Hipotesis Ricardian terbukti di Amerika Serikat. Kebijakan memotong tarif pajak orang-orang kaya yang dilakukan Presiden Donald Trump ternyata tidak berdampak signifikan terhadap perekonomian AS secara keseluruhan, baik konsumsi riil, investasi, maupun kesejahteraan. Pemotongan pajak malah meningkatkan kesenjangan ekonomi masyarakat.
SUMBER: KEMENTERIAN KEUANGAN
Realisasi dan proyeksi penerimaan perpajakan pada 2015-2020. Sumber: Kementerian Keuangan
Dampak kebijakan perpajakan terhadap perekonomian sangat relevan dikaitkan dengan krisis Covid-19. Di Indonesia, salah satu hal yang disorot adalah penurunan tarif Pajak Penghasilan (PPh) badan secara bertahap sesuai amanat Undang-Undang Nomor 2 Tahun 2020. Tarif PPh badan turun dari 25 persen menjadi 22 persen pada 2020 dan 2021 kemudian 20 persen pada 2022.
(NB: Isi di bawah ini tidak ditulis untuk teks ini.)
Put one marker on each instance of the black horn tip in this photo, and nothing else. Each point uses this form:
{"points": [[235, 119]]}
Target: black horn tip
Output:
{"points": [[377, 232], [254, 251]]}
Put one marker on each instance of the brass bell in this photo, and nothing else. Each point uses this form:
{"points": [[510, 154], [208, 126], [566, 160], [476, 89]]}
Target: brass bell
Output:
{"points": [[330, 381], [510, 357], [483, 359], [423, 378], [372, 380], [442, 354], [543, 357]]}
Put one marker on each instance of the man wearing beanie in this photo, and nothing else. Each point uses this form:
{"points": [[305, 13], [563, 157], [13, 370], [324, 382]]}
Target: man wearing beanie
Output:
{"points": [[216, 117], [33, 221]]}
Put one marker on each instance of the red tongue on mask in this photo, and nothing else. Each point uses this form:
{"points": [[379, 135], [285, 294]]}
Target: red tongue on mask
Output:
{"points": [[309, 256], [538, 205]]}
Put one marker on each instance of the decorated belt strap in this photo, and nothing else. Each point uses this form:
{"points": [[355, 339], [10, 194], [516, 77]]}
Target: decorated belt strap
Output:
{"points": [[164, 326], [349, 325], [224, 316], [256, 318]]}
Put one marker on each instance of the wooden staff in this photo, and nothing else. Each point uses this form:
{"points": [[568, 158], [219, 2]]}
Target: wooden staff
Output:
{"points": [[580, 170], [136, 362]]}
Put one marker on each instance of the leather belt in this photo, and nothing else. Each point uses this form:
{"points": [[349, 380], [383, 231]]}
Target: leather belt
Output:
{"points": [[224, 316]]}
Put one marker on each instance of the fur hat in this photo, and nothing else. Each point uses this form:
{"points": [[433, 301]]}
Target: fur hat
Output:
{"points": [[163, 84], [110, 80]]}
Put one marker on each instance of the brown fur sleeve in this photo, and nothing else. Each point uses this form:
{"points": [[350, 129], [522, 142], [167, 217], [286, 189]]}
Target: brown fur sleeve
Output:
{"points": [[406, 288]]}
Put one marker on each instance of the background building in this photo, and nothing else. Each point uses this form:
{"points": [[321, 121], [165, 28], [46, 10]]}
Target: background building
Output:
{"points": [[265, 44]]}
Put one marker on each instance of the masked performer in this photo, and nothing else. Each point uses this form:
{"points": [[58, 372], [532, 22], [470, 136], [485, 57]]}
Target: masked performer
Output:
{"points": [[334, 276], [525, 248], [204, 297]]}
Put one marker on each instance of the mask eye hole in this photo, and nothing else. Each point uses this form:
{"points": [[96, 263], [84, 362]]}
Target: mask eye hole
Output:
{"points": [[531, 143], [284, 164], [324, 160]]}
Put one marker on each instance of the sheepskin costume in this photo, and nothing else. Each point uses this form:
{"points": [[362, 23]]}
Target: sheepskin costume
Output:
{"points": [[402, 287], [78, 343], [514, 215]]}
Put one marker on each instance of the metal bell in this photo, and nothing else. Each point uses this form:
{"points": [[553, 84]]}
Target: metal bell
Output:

Direktorat Jenderal Pajak Kementerian Keuangan mengonfirmasi, potensi penerimaan yang hilang akibat penurunan tarif PPh badan diperkirakan Rp 80 triliun setiap tahun. Ironisnya, potensi itu hilang saat penerimaan pajak tengah tertekan. Pendapatan negara tergerus cukup dalam akibat penurunan aktivitas bisnis selama pandemi Covid-19.
Sebagai gambaran, realisasi penerimaan perpajakan per 30 November 2020 hanya Rp 1.108,8 triliun atau anjlok 15,5 persen dibandingkan dengan periode yang sama tahun lalu. Realisasi penerimaan itu baru sekitar 59,4 persen dari target APBN 2020 atau 78,9 persen dari target APBN perubahan sesuai Peraturan Presiden No 72/2020.
Di sisi lain, pertumbuhan ekonomi Indonesia terkontraksi cukup dalam kendati berbagai relaksasi perpajakan telah diberikan. Perekonomian tumbuh minus dua triwulan berturut-turut, yaitu negatif 5,32 persen pada triwulan II-2020 dan negatif 3,49 persen pada triwulan III-2020.
Untuk melihat dampak kebijakan perpajakan terhadap perekonomian, memang tak bisa memakai kacamata kuda. Ditilik dari kendala likuiditas, misalnya, penurunan pajak bisa berdampak signifikan terhadap perekonomian apabila menyasar penduduk berpendapatan menengah-bawah. Mereka akan meningkatkan konsumsi karena pendapatan naik.
Untuk melihat dampak kebijakan perpajakan terhadap perekonomian, memang tak bisa memakai kacamata kuda.
KOMPAS/ALIF ICHWAN
Petugas pajak dari Kantor Pelayanan Pajak Pratama Jakarta Cilandak, Jakarta, Jumat (20/12/2019), melayani wajib pajak yang melaporkan masalah terkait dengan E-Faktur, NPWP PPh, serta surat lainnya. Kantor pelayanan pajak merupakan unit kerja dari Direktorat Jenderal Pajak yang melaksanakan pelayanan di bidang perpajakan kepada masyarakat baik yang telah terdaftar sebagai wajib pajak maupun belum, di dalam lingkup wilayah kerja Direktorat Jenderal Pajak.
Kebijakan penurunan pajak juga bisa berdampak positif apabila dibarengi perluasan basis pajak. Semakin banyak orang membayar pajak, potensi penerimaan yang hilang akan terkompensasi tanpa harus meningkatkan tarif pajak di kemudian hari. Namun, perluasan basis pajak dan keadilan pajak ini masih menjadi tantangan dan pekerjaan rumah bagi Indonesia.